Pascal: Yeah. Even for a lay person like me, it is quite surprising how much you can leverage developments that happen in other spaces, like the image diffusion models and LLMs and how you fuse everything together. Mahima, do you have something to add?
Mahima: Now, I was gonna say, and, and to round this out, I will start, I will end where we started, which is that the world is 3D. Right. We exist in a 3D world. We don't exist in a 2D world. Everything around us, we think in 3D, we operate in 3D. We interact with this world in 3D. And the work that Rakesh and team have been doing is just, just just the very first tip of the iceberg of amount of innovation that's possible and the opportunities that we can create for Meta and for our users worldwide.
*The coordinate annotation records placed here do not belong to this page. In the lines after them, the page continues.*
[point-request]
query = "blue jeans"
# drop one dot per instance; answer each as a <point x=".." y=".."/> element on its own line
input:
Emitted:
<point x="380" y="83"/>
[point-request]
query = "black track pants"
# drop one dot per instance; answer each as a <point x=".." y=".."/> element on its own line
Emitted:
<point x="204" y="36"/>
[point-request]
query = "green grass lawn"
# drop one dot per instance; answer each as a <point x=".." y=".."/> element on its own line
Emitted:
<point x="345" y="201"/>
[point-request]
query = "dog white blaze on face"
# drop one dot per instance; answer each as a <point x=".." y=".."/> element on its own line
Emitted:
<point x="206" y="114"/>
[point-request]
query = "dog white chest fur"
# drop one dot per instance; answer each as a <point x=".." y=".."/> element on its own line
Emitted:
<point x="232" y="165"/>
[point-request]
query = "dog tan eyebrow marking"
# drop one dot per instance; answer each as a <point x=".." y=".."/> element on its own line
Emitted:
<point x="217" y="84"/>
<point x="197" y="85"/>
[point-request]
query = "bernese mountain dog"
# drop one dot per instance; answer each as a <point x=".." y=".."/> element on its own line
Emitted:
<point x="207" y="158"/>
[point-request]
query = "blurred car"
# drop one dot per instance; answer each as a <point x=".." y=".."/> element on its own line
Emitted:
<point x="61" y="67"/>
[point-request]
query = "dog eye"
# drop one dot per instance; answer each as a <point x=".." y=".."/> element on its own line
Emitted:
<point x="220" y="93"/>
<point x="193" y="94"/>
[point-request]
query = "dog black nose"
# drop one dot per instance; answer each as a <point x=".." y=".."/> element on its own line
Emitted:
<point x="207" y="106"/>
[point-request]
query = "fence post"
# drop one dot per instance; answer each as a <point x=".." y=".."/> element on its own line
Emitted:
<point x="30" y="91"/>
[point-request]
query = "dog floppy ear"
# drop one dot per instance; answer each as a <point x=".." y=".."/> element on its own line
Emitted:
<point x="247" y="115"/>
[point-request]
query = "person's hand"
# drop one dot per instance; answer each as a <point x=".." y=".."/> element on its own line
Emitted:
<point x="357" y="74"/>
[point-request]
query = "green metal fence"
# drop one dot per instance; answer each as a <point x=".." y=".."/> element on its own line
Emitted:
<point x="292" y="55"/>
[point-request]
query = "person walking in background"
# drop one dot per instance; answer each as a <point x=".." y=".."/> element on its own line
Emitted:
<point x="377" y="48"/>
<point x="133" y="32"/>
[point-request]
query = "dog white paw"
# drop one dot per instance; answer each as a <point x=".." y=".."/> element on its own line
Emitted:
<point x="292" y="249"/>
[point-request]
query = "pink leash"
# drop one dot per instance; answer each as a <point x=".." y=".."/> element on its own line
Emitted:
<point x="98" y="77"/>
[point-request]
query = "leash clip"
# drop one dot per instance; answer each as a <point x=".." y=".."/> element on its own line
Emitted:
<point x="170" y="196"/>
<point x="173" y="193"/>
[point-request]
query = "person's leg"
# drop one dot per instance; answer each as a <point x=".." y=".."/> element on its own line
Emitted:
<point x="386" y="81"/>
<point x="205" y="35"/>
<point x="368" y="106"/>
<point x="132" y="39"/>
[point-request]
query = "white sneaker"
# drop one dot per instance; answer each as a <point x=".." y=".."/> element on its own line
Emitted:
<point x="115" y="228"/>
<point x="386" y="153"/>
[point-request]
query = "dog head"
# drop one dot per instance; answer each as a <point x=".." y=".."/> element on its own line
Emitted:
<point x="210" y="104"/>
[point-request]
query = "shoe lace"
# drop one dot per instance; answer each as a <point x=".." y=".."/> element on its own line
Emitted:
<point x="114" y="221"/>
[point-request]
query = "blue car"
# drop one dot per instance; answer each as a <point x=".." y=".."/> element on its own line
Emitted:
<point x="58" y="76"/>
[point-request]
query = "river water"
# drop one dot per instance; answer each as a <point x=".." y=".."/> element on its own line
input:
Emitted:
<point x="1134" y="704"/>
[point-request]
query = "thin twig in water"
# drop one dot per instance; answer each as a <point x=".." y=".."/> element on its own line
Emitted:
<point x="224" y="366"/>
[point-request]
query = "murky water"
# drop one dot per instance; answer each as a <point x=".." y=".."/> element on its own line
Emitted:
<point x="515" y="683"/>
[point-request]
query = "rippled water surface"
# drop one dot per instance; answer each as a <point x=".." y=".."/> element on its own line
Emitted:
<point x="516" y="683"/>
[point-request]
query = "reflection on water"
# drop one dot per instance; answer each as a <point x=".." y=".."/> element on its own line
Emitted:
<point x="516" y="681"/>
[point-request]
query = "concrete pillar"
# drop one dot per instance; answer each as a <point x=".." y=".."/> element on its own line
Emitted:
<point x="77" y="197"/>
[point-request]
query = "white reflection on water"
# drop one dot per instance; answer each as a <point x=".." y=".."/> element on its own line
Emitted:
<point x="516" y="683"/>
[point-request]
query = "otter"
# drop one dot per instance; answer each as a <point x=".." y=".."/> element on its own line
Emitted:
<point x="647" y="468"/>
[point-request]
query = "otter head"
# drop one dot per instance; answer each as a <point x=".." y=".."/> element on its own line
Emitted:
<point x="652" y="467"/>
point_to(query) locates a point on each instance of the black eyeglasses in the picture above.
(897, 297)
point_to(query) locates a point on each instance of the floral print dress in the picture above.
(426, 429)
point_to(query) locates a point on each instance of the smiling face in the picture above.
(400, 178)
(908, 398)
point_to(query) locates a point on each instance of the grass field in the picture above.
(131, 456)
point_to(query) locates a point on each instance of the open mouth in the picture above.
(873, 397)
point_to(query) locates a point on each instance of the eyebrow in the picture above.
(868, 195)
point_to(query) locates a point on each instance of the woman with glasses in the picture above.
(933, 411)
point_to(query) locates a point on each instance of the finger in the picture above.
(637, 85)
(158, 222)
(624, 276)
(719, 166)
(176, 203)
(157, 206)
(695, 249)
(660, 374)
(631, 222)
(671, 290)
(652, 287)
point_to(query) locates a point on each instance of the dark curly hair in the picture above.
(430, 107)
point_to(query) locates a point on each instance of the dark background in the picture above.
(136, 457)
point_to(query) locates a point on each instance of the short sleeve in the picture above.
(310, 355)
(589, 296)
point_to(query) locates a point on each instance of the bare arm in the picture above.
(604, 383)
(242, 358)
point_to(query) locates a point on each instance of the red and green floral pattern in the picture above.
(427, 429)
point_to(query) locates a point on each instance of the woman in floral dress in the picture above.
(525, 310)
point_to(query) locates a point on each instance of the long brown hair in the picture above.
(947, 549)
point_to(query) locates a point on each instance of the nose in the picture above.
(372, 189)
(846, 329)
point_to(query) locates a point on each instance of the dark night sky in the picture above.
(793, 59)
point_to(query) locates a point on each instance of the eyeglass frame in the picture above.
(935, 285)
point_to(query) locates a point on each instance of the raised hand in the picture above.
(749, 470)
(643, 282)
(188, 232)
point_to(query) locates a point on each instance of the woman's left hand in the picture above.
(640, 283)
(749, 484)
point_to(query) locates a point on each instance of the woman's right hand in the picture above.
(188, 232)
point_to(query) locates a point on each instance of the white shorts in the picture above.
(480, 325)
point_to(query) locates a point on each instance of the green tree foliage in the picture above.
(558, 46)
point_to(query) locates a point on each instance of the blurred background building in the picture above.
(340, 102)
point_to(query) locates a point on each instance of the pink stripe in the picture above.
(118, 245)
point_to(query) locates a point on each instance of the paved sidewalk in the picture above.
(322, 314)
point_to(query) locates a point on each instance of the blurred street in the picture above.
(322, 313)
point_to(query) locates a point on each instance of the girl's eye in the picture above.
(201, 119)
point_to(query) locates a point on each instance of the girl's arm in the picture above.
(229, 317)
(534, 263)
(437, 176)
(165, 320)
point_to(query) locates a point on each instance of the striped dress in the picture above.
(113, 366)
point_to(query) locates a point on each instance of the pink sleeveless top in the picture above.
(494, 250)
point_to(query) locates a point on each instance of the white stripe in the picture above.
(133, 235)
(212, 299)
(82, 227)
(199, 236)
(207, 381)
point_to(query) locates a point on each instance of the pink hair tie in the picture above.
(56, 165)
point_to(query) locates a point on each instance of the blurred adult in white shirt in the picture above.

On how to think in 3D, how to operate in 3D, how to create 3D and the applications are just massive, right? Horizon and Horizon Worlds is the first thing that we wanna solve because we know it is a company priority. But think about autonomous, you know, driving autonomous vehicles and agents training a world where things can be easily understood through simulations. I mean, these are. There's just so many opportunities that this technology can unlock for us, and we're very, very excited to be a part of this.
Pascal: It is very exciting indeed, but we are running out of time, so at this point, all I have to say is thank you both for creating brand new tools for allowing us to express ourselves in 3D and joining me here on the Meta Tech Podcast.
Mahima: Thank you for having us. This was so fun.